Town councils will have to pay 100 lei per each tone that represents the difference between the annual target and the completed objective. The minister claimed he will "scold" those who handle the elaboration of the legislative project, pushing them to finalise it sooner.

The minister said he was impressed by the way in which waste was managed in the United States. During a recent visit to the US, Borbely saw that "90% of the selected garbage was used for energy and 10% to manufacture bricks".

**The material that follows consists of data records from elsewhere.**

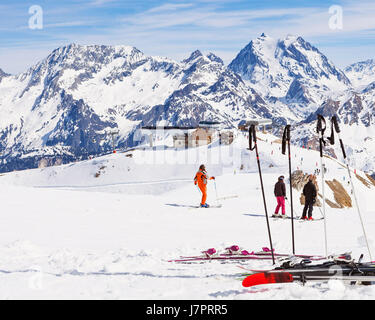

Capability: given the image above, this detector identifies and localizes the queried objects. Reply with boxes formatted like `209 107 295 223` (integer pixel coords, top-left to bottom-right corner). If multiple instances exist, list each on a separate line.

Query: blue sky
1 0 375 74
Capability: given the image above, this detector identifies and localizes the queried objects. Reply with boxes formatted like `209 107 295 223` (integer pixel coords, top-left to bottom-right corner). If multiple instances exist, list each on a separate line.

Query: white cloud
2 0 375 73
148 3 195 13
89 0 117 7
118 1 375 38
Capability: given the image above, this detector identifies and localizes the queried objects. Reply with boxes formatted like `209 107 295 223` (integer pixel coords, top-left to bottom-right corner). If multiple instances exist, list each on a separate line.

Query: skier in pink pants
273 176 287 218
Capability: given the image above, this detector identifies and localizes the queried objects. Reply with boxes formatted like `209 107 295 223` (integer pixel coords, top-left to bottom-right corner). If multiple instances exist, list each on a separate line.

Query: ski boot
277 255 312 269
329 252 353 264
202 248 217 258
225 245 241 255
200 203 210 208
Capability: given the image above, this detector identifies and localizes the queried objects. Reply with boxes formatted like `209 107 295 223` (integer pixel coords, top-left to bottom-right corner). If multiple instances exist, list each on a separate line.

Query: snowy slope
345 59 375 89
0 134 374 299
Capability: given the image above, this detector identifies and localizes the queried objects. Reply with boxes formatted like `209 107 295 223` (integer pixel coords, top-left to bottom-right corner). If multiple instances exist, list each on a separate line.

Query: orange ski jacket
194 170 214 188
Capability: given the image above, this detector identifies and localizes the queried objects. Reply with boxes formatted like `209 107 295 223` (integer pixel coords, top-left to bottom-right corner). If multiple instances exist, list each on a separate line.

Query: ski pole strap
332 116 347 159
328 115 347 158
317 114 326 158
327 119 335 145
316 114 326 135
328 115 341 145
249 125 257 151
282 125 291 155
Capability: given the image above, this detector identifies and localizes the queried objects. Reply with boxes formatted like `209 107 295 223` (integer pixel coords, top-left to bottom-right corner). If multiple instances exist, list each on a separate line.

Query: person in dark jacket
273 176 287 218
302 175 317 220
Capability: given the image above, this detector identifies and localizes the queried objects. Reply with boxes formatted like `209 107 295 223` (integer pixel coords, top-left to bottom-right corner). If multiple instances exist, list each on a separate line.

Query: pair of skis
272 214 324 221
243 271 375 288
241 254 375 287
188 204 222 210
168 246 324 263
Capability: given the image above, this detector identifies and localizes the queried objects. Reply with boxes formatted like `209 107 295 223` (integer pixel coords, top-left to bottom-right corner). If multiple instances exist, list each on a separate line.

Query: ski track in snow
0 134 374 299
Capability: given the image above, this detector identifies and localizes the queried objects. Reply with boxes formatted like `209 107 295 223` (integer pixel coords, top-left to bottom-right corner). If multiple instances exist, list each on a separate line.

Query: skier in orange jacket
194 164 215 208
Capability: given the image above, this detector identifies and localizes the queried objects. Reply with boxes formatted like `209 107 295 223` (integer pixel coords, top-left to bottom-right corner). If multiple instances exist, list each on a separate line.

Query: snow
231 34 350 108
345 59 375 89
1 40 374 179
0 134 374 299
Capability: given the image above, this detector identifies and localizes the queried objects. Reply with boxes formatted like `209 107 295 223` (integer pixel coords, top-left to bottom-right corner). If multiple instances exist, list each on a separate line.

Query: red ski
242 272 293 287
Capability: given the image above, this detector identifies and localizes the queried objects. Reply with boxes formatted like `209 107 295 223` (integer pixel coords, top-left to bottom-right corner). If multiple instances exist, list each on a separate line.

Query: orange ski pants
198 184 207 205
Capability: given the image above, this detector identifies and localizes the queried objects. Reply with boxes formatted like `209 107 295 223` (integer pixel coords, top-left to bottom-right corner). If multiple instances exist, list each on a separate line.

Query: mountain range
0 34 374 175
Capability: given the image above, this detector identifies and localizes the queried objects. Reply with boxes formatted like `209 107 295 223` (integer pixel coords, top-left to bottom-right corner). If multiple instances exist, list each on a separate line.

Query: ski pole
214 180 219 206
329 116 372 261
317 114 328 258
285 197 296 217
249 124 275 264
282 124 295 255
316 202 325 219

Main statement the Environment minister made:

  • I keep going around this issue and I'm annoyed when something doesn't work. Here it works like in a third-world country. We collect more PET (plastic bottles, packages and wraps) than we pledge to, but this is because soft drinks' producers are forced to pay more if they do not prove they recycle.
  • I visited, in the US, a factory where they burn waste. New York does not have one single waste dump hole. They either transport it somewhere else, or they use it for two ecological plants, where they take selected rubbish. 90% of this waste is being used for energy and 10% to build bricks for constructions. I believe that three such plants would manage the entire rubbish in Romania. If you have to burn the rubbish, you can also produce energy.
  • I hope that in 2014 we can also have a modern system of selective collection.
  • Until then, we will manage in different ways. I will start an initiative in 3,000 schools this autumn. We will make available for free those PET pressing machines. We will discuss it with the chain stores next week to try the same thing.
  • One thing I don't understand: if, during communism, you could sell a [glass] bottle for 25 bani, why can't you do it now?
  • There are many reserves and lack of organisations. Local authorities are the weak link. They have been having the duty to solve this problem ever since 2005 and they get upset when we fine them. There are big cities that do nothing about it, like Taru-Mures for example.
  • Now we will toughen the legislation, we will have performance criteria. They need to understand this is nothing sophisticated. It is not true that people are not receptive. They are if they have the conditions.